How so? Based upon past failed experiences, I no longer am interested in guys very easily. For example, (I am going to over exaggerate for a second)if they only talk about the gospel or their mission on the first date, they are out. If they sound like a dreamer, they are out... I need a hopeful realist. If they can't open up to me, they are out. If they joke about the commandments and taking them seriously, they are out. If they complain about everything, they are out. If they don't understand the atonement, they are out. If I have to lead the conversation, they are out. If they have several years left of school, not interested.. since I graduate this December. If they are too touchy feely at first, I am very hesitant. If they talk politics hard core or watch a lot of sports, they are out. If they seem to agree with me on everything, they are out... I need a guy who knows what he wants and voices it. If they want to stay living in Utah, they are out. If they haven't had much dating experience, they are sadly, out... I am not going to train someone else how to have a girlfriend. If they are about to move, I am hesitant. If they flirt with everything that breathes, grow up. If they spend money on things I feel are unwise, I am hesitant. I could keep going, but all of these are based upon trying to date guys that had these traits and things going wrong. I fear of getting myself into the same situation and repeating the same mistakes.

I spoke with my best friend's husband about how he came to decide to marry her. He was in his late twenties and had been through several failed relationships. How did he look past his fears? First of all, he stopped making dating like a checklist. He said that in the end, they just had chemistry... simple as that. They had grown to love an imperfect person perfectly. Secondly, they dated for more than 2 months. In fact, they dated for two years! Why "so long?" Because it takes time to get over fears.

A close friend of mine explained that just like when you sin and you use the atonement to become clean again. You aren't suddenly "better" after baptism or taking the sacrament or what not. It is a gradual process that comes as a person makes small changes and decisions in their lives. They experiment upon the commandments and see the blessings that come as they follow these new "rules" and they begin to have faith that the change is good for them. It is the same with overcoming fear. We can't just remove the fear overnight. It is not possible. It takes time and it takes experimenting in small ways that in time, you see the blessings and your faith begins to overpower that fear.

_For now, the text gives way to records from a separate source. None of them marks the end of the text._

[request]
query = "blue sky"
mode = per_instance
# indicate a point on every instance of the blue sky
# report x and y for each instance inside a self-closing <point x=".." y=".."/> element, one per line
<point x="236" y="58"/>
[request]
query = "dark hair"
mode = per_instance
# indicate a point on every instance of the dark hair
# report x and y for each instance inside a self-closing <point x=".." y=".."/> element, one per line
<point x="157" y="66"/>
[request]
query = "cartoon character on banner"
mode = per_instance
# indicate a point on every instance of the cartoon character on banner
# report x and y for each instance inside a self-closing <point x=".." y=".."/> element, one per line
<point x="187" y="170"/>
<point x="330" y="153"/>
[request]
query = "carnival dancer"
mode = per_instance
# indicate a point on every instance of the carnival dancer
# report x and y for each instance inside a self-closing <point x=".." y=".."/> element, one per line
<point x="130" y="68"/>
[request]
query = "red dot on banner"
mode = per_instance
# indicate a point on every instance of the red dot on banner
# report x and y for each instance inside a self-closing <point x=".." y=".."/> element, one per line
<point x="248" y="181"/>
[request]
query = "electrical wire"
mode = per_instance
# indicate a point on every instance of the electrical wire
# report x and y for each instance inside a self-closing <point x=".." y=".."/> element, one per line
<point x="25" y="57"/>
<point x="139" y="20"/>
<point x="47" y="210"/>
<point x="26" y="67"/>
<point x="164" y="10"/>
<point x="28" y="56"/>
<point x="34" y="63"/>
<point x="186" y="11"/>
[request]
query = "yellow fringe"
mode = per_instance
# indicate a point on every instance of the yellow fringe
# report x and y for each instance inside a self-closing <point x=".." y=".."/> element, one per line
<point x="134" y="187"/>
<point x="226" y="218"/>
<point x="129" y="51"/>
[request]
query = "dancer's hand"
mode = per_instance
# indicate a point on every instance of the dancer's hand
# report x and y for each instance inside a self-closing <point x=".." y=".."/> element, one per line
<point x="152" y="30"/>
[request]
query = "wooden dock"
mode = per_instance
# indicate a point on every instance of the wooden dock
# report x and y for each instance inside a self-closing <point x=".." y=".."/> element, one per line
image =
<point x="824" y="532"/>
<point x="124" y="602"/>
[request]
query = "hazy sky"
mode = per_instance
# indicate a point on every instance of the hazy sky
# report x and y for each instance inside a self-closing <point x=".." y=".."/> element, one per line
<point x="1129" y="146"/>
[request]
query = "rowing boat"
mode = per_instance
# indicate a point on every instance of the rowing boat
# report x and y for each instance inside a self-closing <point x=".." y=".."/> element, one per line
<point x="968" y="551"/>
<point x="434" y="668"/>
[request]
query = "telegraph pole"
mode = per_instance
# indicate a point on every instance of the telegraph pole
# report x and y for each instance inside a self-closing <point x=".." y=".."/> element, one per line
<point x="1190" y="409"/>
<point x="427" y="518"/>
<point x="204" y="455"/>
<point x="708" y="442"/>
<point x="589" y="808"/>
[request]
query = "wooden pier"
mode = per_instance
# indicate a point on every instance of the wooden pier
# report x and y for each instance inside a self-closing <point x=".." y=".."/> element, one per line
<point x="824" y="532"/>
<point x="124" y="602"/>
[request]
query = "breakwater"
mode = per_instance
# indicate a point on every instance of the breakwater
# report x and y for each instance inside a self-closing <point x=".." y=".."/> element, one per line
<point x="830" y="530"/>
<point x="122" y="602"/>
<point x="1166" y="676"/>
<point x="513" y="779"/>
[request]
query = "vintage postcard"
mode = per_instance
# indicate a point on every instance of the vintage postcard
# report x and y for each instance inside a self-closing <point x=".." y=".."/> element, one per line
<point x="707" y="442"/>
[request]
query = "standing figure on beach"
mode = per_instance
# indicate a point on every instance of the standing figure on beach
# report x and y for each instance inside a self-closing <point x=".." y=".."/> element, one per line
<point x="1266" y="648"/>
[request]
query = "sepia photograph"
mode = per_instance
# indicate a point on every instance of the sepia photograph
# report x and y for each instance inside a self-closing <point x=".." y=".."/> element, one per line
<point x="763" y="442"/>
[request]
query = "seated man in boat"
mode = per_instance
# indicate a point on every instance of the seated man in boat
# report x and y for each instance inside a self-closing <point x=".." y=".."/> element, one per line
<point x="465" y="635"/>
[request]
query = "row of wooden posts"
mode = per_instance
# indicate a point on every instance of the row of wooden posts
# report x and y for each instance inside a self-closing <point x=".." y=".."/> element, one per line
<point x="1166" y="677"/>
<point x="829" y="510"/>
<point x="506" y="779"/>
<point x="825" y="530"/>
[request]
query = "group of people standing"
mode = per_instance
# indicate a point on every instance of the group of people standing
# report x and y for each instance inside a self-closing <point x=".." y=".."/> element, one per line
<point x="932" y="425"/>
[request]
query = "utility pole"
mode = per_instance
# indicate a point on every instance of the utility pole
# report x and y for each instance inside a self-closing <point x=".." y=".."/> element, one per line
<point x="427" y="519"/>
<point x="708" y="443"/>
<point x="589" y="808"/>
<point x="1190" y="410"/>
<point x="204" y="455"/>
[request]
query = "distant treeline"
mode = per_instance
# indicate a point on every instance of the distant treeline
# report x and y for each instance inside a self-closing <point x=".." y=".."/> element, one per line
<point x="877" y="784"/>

So next time we see someone afraid to take a leap of faith, try to understand. Try to be there for them as they experiment and be patient. We also need to be patient with ourselves. Some fears are ingrained deep within us and will take longer than others. I hope that I can find a guy who will be patient with my fears as well. And if you feel like you are so focused on your fears that you have lost faith in taking a step forward and putting yourself out there again, try to think at least one of them that you may experiment upon. Use prayer and Heavenly Father's help to overcome it. Tell him of your experiment. I did in March and he answered my prayer. One of my fears is gone and replaced by faith, but I still have plenty more to remove. We can't let fears rule our decisions in life... we would be holding ourselves back from a potential amazing future/opportunity if we did so. I challenge you to make a leap of faith and trust in Heavenly Father. Thanks for listening!